Intimidation by children


  • Bullying by children
  • Bullying in schools

Nature

Bullying among children takes many forms: beatings, verbal abuse, teasing, damage to property, exclusion from the group (a special form of torture to those who value peer approval). The victims have few common characteristics, but tend to be those children who, in some way, do not fit in with the group's image of itself. They are often more anxious, insecure, and lacking in social skills; this makes them ideal targets because they do not fight back when attacked. Students may avoid school by skipping classes or faking illness rather than face bullies. Some victims commit suicide. Teachers are often powerless to intervene, either because they do not know what is going on, or because they fear the victim will suffer more if the bullies are chastised.

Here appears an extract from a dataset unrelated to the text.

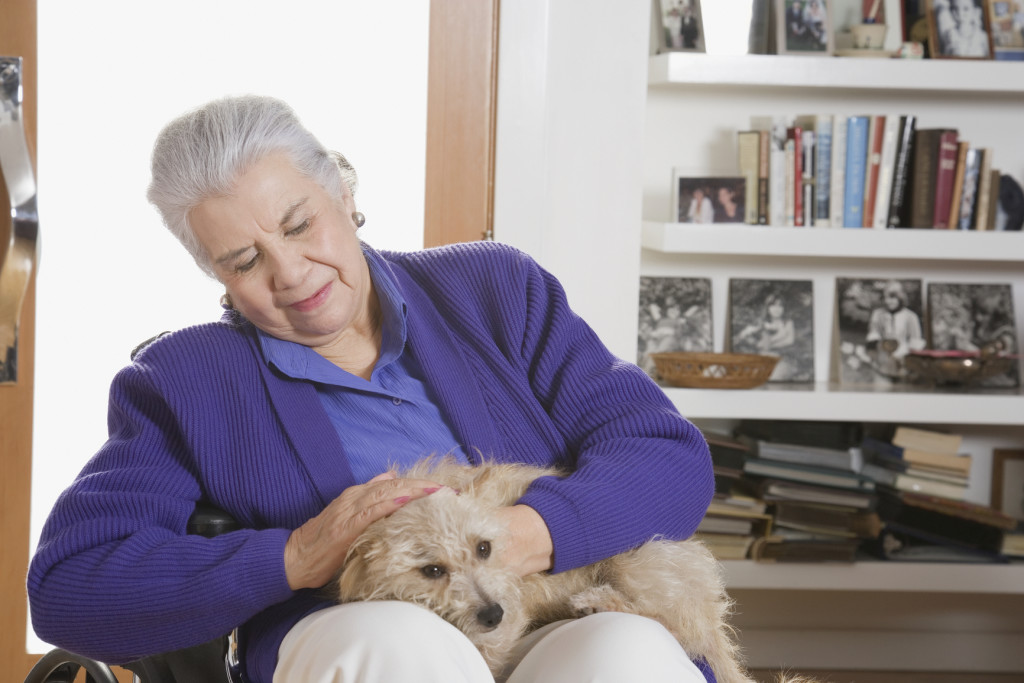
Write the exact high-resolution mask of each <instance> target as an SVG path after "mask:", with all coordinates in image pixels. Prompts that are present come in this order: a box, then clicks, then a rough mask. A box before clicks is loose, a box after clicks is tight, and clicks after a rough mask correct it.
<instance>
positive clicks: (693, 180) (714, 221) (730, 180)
mask: <svg viewBox="0 0 1024 683" xmlns="http://www.w3.org/2000/svg"><path fill="white" fill-rule="evenodd" d="M672 179H673V182H672V184H673V189H672V216H673V218H674V219H675V220H677V221H679V222H680V223H743V222H744V221H745V212H746V204H745V202H746V179H745V178H743V177H742V176H733V175H718V176H711V175H691V174H688V173H686V172H684V171H681V170H679V169H673V173H672Z"/></svg>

Bullies have learned that being aggressive and physically coercive is a way to increase their status and self-esteem. Bullies place a high value on being in control and dominating others. Children who are bullies are likely to grow up to be juvenile delinquents and adult criminals, unless they learn new ways of thinking and behaving.

Incidence

In the first six months of 1985, over 250 cases of bullying involving violence or intimidation were reported in Japan; two of them ended in the victims' suicides. One of the many recent deaths was a boy who spoke standard Japanese instead of the local dialect. One young woman set her arm on fire in protest at her school's refusal to pay attention to how she and others were being bullied. In 1993, Japan's Health and Welfare Ministry began hiring of 14,000 adult "advisors" to keep closer contact with schoolchildren facing problems, including bullying.

In the UK in 1984 a survey of 4,000 children indicated that more than two thirds had been bullied at some time and 38% were being regularly bullied. Another survey in the UK indicated that 18% of secondary children and 17% of middle-school children claimed to have been bullied; 8% said it happened once a week, and 5.5% said it happened several times per week. More than half make no attempt to report it to anybody, making it easy for teachers to assume that very little occurs. Another survey suggests that 70% of children are bullied at some time; one in 7 are chronically and severely bullied.

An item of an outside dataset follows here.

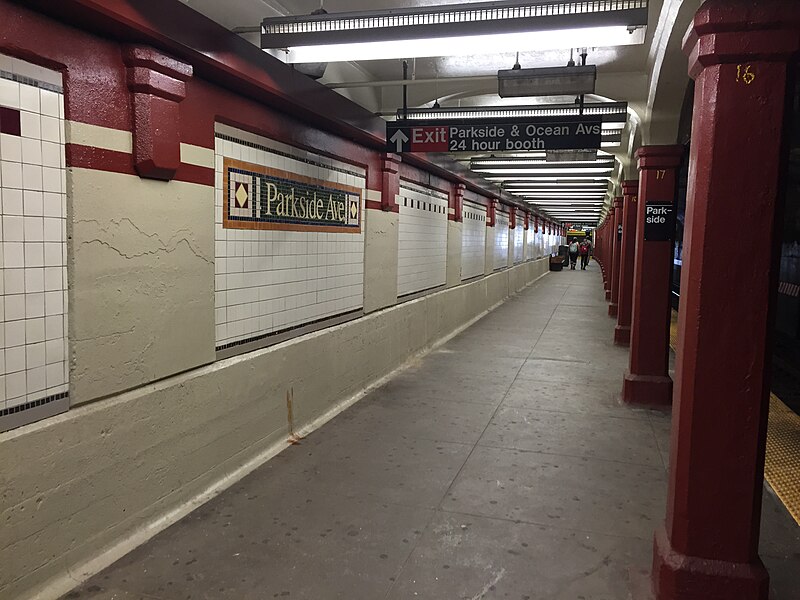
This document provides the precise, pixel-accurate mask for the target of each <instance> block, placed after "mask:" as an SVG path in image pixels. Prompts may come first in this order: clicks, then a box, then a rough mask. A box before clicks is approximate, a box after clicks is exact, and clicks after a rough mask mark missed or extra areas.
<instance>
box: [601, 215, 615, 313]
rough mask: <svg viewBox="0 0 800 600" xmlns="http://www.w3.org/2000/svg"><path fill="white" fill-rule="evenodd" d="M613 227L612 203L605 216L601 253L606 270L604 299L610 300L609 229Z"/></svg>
mask: <svg viewBox="0 0 800 600" xmlns="http://www.w3.org/2000/svg"><path fill="white" fill-rule="evenodd" d="M613 228H614V208H613V204H612V207H611V209H610V210H609V211H608V216H607V217H606V243H605V250H604V253H603V254H604V255H603V263H604V266H605V271H606V285H605V289H606V300H611V262H612V258H613V256H614V238H613V237H612V236H611V230H612V229H613Z"/></svg>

An American researcher says that approximately 10% of all children attending school are afraid through much of the day. A Norwegian study of thousands of school boys showed that 65% of the boys identified as bullies at the age of 7 had felony charges by 24. They achieved less academically, socially, economically and professionally than their non-bullying peers of comparable intelligence. They had more arrests for felonies and more convictions for serious crimes, were more abusive toward their spouses and more likely to have highly aggressive children.

Claim

  1. Bullying damages self-esteem, shatters lives and detrimentally affects the quality of a child's education.

  2. What with the growing stress of entrance examinations and the tendency these days to spoil children, bullying is inevitable.

Counter claim

  1. The extent of bullying is exaggerated. Bullying is a natural part of the socialization process whereby the child discovers how to find its place in society.

  2. Weaker children just have to learn to hack it on the playground. Adult intervention is a poor preparation for life.